Recently I built a sofa and the casters legs I put on it are now buckling. I’m not too sure why. I have used pine so maybe it is too soft a wood to take the pressure? I’d really appreciate your help. It is such a shame that I may have failed at the last hurdle. – Chris Churchill
Tim Inman: Short answer: The structure is not strong enough to hold the stresses magnified by that caster design. Longer version: These casters are always a problem. They are attractive, and often seen in period antiques, especially “slipper” chairs and occasional tables. But, the “caster” provided by putting the center of the wheel so far behind the center of the weight vector (line of force) dramatically increases the torque or stress load put on the wood. To illustrate it another way, putting the center of the wheel that far behind the leg is like adding a long lever to bend that leg out of place when the weight load goes on! The chair rails or skirting pieces have probably broken out. I’ve been restoring furniture for decades, and I see these breaks frequently.

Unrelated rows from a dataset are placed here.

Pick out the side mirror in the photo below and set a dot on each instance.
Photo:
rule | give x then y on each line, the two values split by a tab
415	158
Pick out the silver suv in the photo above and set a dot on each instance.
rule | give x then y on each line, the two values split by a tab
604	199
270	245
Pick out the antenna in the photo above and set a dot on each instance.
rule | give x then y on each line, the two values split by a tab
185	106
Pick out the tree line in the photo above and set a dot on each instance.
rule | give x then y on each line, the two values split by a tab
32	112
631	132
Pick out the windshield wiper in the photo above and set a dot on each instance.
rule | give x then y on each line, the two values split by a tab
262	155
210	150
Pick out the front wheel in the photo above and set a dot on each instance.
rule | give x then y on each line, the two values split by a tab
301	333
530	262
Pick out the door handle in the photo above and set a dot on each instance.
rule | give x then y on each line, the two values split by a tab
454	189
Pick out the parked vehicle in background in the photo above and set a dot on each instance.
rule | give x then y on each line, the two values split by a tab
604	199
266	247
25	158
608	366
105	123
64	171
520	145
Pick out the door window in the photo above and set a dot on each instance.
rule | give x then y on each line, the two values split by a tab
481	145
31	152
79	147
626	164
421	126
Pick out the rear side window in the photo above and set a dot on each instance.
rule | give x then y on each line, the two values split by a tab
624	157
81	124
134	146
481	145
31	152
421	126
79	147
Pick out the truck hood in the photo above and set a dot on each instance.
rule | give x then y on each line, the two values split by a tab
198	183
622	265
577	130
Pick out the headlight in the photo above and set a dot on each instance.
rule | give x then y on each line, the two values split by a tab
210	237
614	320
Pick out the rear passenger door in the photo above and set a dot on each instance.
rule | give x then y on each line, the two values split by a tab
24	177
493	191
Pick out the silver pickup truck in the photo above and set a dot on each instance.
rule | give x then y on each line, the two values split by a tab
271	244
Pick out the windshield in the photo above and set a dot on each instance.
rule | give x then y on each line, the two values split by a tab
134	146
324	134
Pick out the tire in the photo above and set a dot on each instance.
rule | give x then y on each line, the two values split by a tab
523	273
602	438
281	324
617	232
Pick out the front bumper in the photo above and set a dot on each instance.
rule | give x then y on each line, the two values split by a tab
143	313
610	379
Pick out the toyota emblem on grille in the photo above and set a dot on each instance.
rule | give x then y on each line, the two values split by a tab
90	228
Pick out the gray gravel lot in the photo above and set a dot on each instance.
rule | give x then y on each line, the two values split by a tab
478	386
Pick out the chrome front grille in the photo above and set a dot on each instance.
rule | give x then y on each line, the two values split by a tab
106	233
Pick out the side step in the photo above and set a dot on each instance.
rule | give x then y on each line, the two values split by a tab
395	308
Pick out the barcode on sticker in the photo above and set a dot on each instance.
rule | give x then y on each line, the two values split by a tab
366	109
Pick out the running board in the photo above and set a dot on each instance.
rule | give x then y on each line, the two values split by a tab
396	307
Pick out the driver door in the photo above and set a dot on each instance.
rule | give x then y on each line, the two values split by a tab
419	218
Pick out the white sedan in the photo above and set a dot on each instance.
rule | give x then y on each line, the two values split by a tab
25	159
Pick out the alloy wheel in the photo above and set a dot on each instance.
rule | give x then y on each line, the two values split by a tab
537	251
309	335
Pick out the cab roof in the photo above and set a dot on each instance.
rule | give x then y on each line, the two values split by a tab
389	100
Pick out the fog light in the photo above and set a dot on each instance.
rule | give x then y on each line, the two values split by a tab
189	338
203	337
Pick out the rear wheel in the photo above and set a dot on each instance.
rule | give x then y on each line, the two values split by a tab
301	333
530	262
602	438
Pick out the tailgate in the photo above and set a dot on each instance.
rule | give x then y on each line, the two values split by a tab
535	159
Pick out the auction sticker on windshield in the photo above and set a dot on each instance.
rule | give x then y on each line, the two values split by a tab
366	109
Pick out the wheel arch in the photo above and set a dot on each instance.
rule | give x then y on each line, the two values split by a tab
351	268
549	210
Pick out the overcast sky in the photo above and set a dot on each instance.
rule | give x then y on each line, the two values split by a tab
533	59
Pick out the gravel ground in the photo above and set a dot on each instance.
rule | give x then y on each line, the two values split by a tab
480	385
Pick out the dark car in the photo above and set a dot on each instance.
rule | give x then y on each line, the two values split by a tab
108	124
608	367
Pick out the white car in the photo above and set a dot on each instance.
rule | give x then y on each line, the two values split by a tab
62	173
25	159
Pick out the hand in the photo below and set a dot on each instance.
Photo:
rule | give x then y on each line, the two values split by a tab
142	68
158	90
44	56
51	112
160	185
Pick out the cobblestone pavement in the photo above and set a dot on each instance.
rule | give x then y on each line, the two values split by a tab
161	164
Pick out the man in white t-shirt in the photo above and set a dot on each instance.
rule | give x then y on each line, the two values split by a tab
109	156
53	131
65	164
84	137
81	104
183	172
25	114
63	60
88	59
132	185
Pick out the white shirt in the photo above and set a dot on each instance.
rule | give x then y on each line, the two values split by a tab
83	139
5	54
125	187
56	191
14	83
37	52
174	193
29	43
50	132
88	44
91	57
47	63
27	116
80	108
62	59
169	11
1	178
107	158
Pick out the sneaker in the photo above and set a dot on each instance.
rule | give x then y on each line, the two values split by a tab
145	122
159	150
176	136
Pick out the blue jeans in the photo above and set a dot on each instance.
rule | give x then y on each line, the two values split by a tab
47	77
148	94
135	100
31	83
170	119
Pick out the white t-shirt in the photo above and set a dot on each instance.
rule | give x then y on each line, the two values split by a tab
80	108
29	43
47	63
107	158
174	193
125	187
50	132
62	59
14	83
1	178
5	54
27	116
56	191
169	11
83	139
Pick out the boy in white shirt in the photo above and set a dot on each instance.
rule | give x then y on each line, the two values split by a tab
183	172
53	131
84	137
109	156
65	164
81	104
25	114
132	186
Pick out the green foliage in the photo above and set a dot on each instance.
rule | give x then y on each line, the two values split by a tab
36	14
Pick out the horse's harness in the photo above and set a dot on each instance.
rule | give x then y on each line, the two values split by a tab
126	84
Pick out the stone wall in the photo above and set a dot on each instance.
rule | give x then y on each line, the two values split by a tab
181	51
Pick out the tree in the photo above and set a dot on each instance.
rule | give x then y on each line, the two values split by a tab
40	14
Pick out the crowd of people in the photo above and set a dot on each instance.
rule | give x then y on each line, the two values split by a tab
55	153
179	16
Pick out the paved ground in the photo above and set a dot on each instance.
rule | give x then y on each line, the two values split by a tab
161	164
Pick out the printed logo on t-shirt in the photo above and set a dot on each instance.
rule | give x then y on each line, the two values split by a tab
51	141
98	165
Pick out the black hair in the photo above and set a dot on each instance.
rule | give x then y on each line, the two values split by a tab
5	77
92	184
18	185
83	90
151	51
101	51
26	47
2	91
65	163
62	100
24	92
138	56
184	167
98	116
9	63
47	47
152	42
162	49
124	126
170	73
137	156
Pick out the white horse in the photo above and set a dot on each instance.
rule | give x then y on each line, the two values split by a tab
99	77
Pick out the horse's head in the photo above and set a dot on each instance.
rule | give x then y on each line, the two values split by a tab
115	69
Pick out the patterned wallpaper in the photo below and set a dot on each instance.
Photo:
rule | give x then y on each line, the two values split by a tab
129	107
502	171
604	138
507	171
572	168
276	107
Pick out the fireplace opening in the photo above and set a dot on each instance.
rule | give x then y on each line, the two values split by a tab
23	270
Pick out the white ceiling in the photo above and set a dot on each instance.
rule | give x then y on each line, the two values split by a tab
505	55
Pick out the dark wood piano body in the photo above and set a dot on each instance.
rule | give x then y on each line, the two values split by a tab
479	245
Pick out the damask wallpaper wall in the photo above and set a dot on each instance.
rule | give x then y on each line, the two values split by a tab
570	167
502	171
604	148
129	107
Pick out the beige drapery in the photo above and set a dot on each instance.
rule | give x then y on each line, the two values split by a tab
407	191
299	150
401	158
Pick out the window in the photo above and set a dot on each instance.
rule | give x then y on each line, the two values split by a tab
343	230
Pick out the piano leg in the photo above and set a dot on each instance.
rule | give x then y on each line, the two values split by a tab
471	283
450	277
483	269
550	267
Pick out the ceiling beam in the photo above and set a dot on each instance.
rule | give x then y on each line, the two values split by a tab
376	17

On newer furniture, the chair skirting is often held in place on the leg by just a couple of dowels on either side. They never hold. True mortise and tenon joints break out, too. One suggestion for a “fix” would be to go up inside the chair and install a piece of wood diagonally across the leg to reinforce the joint with triangulation. The new wood should be the same width as the skirting, and about 6-inches long. Cut 45-degree miters on the ends so you get a nice surface fit. Attach it to both pieces of the skirting with glue and screws, and put a lag screw through it in the center, that goes into the leg itself. This provides a stronger support. This cornering system is often seen in both new and older furniture.